The galling part of air travel is the contrast between the extraordinary technology involved and the utter, rank incompetence of every other aspect of the process. This contrast lurks just below the surface, a landscape of every missing bag, fake smile and onion-breathed "Buh-Bye" you get as you de-plane, the mountain range resulting from two prom-night drunk continents of incompetence and NASA bred technology crashing into each other with almost Himalayan abandon. On the one hand, you have an engine capable of producing horsepower that can put a schoolbus in orbit hanging off of an airframe that will last easily through fifty thousand hours of operation. (That doesn't seem like much? Consider that your best Honda will disintegrate after about five thousand hours of operation.) On the other hand, you have to watch a lucrative trip hit the fan because some idiot drove a luggage cart into an airplane between your gate and the runway. ("Gorg not see big aluminum thing in way. Gorg just here to eat luggage.") The best part is watching them work out how they're going to route you to your destination following this tragedy, the new route which will consist of a connecting flight that won't connect, no matter how hard you try to fit the gates together. Putting over seven hundred thousand pounds of aluminum and disgruntled human cattle into the air three thousand times a day with less than one accident every couple of years while not being able to plan ahead far enough to get more than seven sandwiches on board prior to takeoff deserves some kind of award in Idiot Savantry.
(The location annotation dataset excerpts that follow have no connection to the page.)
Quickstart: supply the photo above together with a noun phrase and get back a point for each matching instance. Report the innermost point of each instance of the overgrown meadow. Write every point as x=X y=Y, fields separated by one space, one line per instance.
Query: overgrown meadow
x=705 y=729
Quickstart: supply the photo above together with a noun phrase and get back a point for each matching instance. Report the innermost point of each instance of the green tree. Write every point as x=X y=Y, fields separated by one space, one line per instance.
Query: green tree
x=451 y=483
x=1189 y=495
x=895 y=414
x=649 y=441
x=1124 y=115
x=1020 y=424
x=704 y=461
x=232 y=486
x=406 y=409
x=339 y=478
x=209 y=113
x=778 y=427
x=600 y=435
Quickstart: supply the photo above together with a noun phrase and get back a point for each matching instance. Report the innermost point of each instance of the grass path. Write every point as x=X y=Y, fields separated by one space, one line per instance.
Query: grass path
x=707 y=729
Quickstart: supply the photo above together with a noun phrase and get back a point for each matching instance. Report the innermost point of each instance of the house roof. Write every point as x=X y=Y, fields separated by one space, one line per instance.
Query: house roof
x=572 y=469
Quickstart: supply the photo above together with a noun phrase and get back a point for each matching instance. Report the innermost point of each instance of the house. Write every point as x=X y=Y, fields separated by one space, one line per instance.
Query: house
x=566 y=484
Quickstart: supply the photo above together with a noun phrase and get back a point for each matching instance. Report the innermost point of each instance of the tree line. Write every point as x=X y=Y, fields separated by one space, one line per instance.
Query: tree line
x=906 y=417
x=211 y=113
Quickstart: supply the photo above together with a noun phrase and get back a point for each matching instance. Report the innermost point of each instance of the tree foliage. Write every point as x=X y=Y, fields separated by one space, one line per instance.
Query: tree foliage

And don't get me started on the TSA.

The real reason you have to take your shoes off is so that you don't inadvertently pull them off your feet and use them to kill everybody wearing a white uniform as you go through the security check point in an honest attempt to improve the human race by re-instituting natural selection. No joke, working for the TSA is a clear signal to the laws of nature that you have been selected against. There is no pride in this. If you're considering working for the TSA, instead finish that GED, go to night school and get back into the game. The TSA or "Thousands Standing Around" make the kids from Tard Blog look like the next graduating class from MIT. Being told to take off my shoes and explain why I chose to include my toothbrush in the baggy with my shaving cream to an illiterate, vastly overweight, toothless troglodyte in a white shirt while I'm trying to make a flight that was somehow rescheduled to leave a half hour early without notice is one extreme hassle that should only be reserved for Microsoft employees. To make matters worse, whenever one of those re-routing incidents occurs, you get the super secret probulator special treatment where Trog-Boy paws through your stuff, getting distracted for at least ten minutes on some shiny bits of paper in the bottom of your suitcase, and then sticks a metal detector wand up your how-do-you-do. The result being that you will now miss that connecting flight that you thought you had a shot at making.

And you have a wand up your how-do-you-do.

In all likelihood, you will spend a night in Houston.